High-resolution images can be produced by increasing the size of a nerve cell before fluorescence-microscopy imaging.Credit: Arthur Chien/SPL
A technique that supersizes cells to reveal minute details has gone big — really big.
Using a polymer similar to those used in nappies to make them super-absorbent, scientists have expanded the volume of biological samples so they are one billion times bigger — 1,000-fold larger in each dimension. This level of expansion could inflate an individual cell to the size of a mouse brain and a US-dime-sized sample to the proportion of an Olympic swimming pool.
Researchers have used the technique to map the positions of amino acids (the building blocks of proteins) in proteins and small molecules called peptides using conventional light microscopes. The approach is outlined in a preprint posted on bioRxiv earlier this month1.
Previously, viewing molecules in such fine detail has typically been achieved by using costly and complicated techniques such as cryogenic electron microscopy (cryo-EM) and X-ray crystallography. “This is the democratization of structural biology,” says study co-author Silvio Rizzoli, a neuroscientist and imaging specialist at the University Medical Center Göttingen (UMG) in Germany.
“It’s really getting down to a ground-truth description of what a protein is,” adds co-author Helena Hu, a bioengineer at the Massachusetts Institute of Technology (MIT) in Cambridge.
Expansion microscopy
The laws of physics limit the optical power of light microscopes: objects that are less than about 200 nanometres apart cannot be distinguished. ‘Super-resolution’ light-microscopy techniques, which usually rely on optical tricks and costly kit, have cut this resolution limit to below 10 nm.

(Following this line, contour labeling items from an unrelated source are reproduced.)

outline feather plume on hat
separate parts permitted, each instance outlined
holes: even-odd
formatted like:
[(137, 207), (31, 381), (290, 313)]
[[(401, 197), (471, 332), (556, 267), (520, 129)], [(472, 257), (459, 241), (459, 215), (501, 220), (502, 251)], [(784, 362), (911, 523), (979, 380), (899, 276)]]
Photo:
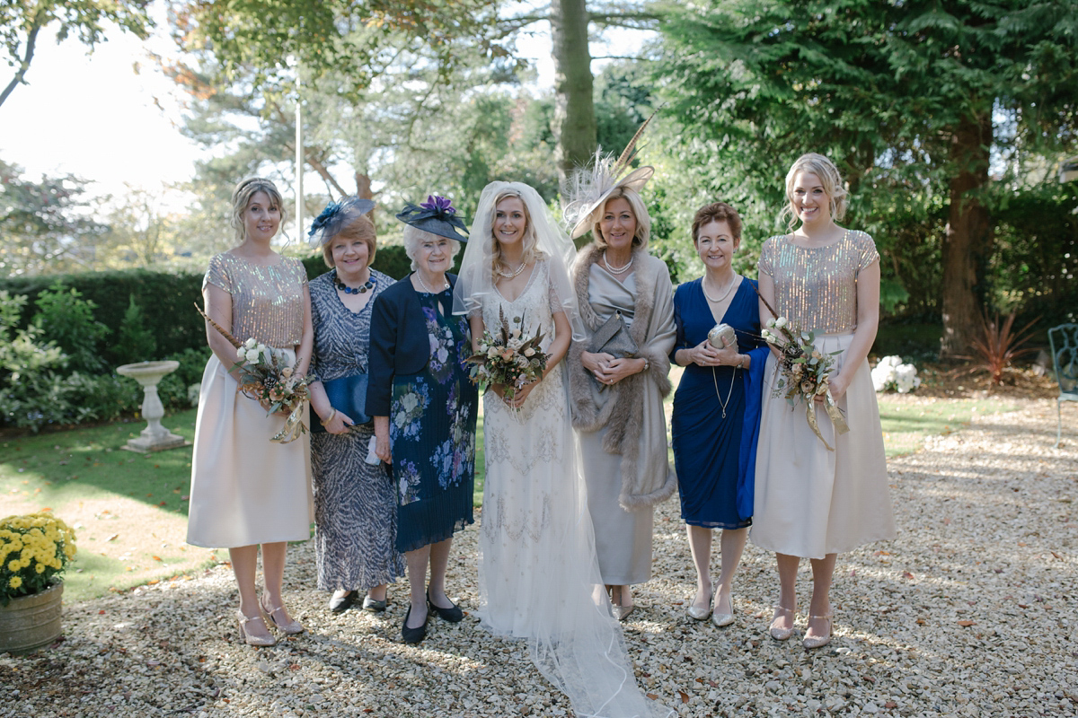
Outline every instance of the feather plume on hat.
[(566, 199), (562, 213), (572, 239), (582, 237), (591, 230), (594, 224), (592, 215), (606, 205), (607, 198), (618, 187), (628, 187), (639, 192), (654, 174), (655, 168), (649, 165), (630, 171), (630, 166), (636, 159), (638, 152), (636, 141), (654, 116), (655, 113), (652, 112), (651, 116), (644, 121), (617, 158), (612, 154), (603, 154), (603, 149), (599, 147), (586, 167), (578, 168), (567, 178), (562, 191), (562, 196)]

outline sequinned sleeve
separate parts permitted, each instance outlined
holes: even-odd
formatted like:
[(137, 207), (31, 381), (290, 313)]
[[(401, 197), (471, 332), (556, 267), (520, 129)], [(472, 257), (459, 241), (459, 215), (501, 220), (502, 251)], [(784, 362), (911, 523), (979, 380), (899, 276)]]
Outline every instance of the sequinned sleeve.
[(763, 247), (760, 248), (760, 261), (756, 263), (760, 273), (766, 274), (768, 277), (775, 276), (774, 258), (772, 257), (774, 254), (774, 247), (775, 238), (772, 237), (763, 243)]
[(219, 286), (229, 294), (233, 293), (232, 279), (229, 277), (229, 270), (225, 267), (223, 255), (217, 254), (209, 261), (209, 268), (206, 270), (206, 277), (203, 278), (204, 290), (207, 284)]
[(857, 239), (861, 251), (861, 261), (860, 264), (857, 265), (857, 271), (860, 272), (862, 269), (879, 259), (880, 253), (876, 252), (875, 242), (872, 240), (872, 237), (867, 233), (858, 233)]

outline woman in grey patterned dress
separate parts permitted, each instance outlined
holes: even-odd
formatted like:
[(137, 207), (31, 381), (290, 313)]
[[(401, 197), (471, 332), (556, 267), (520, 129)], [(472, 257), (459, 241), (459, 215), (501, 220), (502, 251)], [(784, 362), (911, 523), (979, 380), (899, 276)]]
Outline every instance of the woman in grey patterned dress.
[[(326, 383), (367, 372), (371, 307), (393, 283), (370, 268), (374, 225), (370, 200), (333, 202), (315, 220), (312, 244), (321, 244), (331, 270), (310, 282), (315, 355), (310, 363), (310, 407), (323, 432), (312, 433), (318, 588), (333, 591), (330, 610), (347, 609), (359, 591), (363, 608), (386, 608), (387, 583), (404, 574), (396, 548), (397, 504), (381, 460), (368, 463), (374, 428), (360, 425), (358, 411), (340, 399), (333, 406)], [(326, 382), (326, 383), (323, 383)], [(362, 410), (360, 402), (359, 410)], [(357, 414), (357, 416), (351, 416)]]

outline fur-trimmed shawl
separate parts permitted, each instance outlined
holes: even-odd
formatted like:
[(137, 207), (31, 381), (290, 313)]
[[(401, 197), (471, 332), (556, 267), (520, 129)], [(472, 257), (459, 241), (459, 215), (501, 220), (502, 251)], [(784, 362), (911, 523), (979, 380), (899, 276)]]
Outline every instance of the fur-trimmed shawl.
[[(594, 333), (603, 321), (592, 309), (588, 299), (590, 272), (592, 265), (603, 256), (603, 248), (591, 244), (581, 251), (573, 266), (573, 290), (577, 293), (577, 306), (580, 318), (589, 334)], [(666, 446), (662, 447), (664, 471), (642, 471), (641, 476), (640, 436), (645, 421), (645, 405), (650, 400), (655, 407), (648, 411), (649, 421), (665, 421), (662, 412), (662, 398), (669, 394), (671, 382), (669, 351), (674, 347), (673, 294), (669, 270), (666, 265), (647, 253), (647, 250), (633, 251), (636, 263), (636, 304), (633, 323), (628, 327), (630, 336), (640, 348), (640, 358), (650, 363), (648, 371), (622, 379), (620, 382), (604, 390), (607, 395), (602, 407), (595, 400), (595, 377), (584, 368), (581, 354), (586, 351), (588, 342), (572, 342), (569, 348), (569, 394), (572, 403), (572, 425), (581, 432), (596, 432), (608, 427), (603, 439), (603, 448), (611, 454), (621, 455), (622, 488), (618, 503), (626, 510), (654, 506), (671, 495), (677, 489), (677, 476), (665, 460)], [(655, 316), (655, 306), (660, 305), (662, 313), (668, 318)], [(668, 320), (668, 321), (665, 321)], [(663, 432), (665, 434), (665, 432)], [(653, 450), (658, 451), (659, 447)], [(648, 462), (642, 462), (647, 464)], [(655, 475), (659, 474), (659, 475)]]

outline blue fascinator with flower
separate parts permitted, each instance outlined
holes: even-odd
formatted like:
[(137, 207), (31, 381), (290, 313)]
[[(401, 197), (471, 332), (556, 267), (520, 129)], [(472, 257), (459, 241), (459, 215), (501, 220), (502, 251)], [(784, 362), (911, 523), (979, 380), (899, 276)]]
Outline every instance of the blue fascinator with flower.
[(412, 203), (405, 205), (404, 209), (397, 213), (397, 219), (416, 229), (439, 237), (455, 239), (458, 242), (468, 241), (468, 227), (465, 226), (464, 220), (457, 216), (457, 210), (448, 197), (428, 195), (427, 201), (418, 207)]
[(367, 214), (373, 209), (374, 201), (364, 197), (343, 197), (340, 201), (330, 202), (310, 223), (307, 243), (312, 248), (321, 247), (341, 234), (341, 230), (357, 216)]

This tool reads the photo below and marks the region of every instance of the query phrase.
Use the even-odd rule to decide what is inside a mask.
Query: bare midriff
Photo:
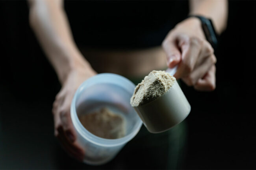
[[[165,54],[160,46],[133,50],[82,48],[93,68],[98,73],[113,73],[140,77],[153,70],[167,68]]]

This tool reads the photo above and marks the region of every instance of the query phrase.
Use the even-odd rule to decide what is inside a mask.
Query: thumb
[[[173,68],[181,60],[181,53],[178,47],[176,41],[174,40],[165,40],[162,46],[166,54],[167,66],[169,68]]]

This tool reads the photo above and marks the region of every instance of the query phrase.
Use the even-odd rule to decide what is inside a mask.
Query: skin
[[[86,151],[77,142],[70,116],[70,106],[79,86],[96,73],[74,42],[63,2],[28,2],[30,26],[62,85],[53,104],[54,135],[70,155],[82,161]],[[211,18],[219,33],[224,29],[226,1],[195,0],[190,1],[189,4],[191,14]],[[191,18],[178,24],[167,35],[162,47],[167,66],[172,68],[178,65],[174,75],[177,79],[182,79],[198,90],[215,88],[216,57],[204,37],[198,19]]]

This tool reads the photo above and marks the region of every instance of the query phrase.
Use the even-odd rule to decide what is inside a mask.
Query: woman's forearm
[[[62,2],[39,0],[30,3],[30,25],[61,82],[76,68],[91,69],[74,42]]]
[[[216,32],[221,33],[226,27],[226,0],[190,0],[190,14],[201,15],[211,19]]]

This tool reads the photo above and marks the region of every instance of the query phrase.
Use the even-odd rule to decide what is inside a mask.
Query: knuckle
[[[204,47],[205,48],[205,52],[206,53],[206,54],[210,55],[214,53],[213,48],[212,48],[210,43],[207,41],[204,41]]]
[[[184,79],[185,83],[189,86],[193,86],[192,79],[189,76]]]
[[[187,62],[184,62],[183,63],[183,65],[184,66],[185,72],[187,74],[189,74],[192,72],[193,70],[193,68],[191,64]]]
[[[189,75],[187,77],[187,82],[189,86],[194,86],[195,84],[195,81],[191,75]]]
[[[217,61],[217,59],[216,58],[216,57],[214,56],[214,55],[212,55],[211,56],[211,62],[213,64],[216,63],[216,62]]]
[[[162,42],[162,47],[163,48],[165,48],[167,44],[169,43],[169,40],[167,39],[165,39],[165,40]]]
[[[202,39],[195,36],[189,37],[188,40],[190,44],[196,45],[198,46],[201,46],[203,42]]]
[[[210,90],[210,91],[213,91],[216,88],[216,86],[215,84],[211,84],[209,86]]]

In 2015, MIT neuroengineer Edward Boyden, a co-author of the study, and his colleagues invented an alternative way to get extremely high resolution using ordinary fluorescent light microscopes2. Using a swelling hydrogel, the researchers expanded tissue samples about fourfold in each direction. This moved cellular components away from one another, improving resolution.
Researchers have since adapted Boyden’s ‘expansion microscopy’ method to swell samples to greater volumes, but inflation has generally been limited to about a 20-fold increase in size.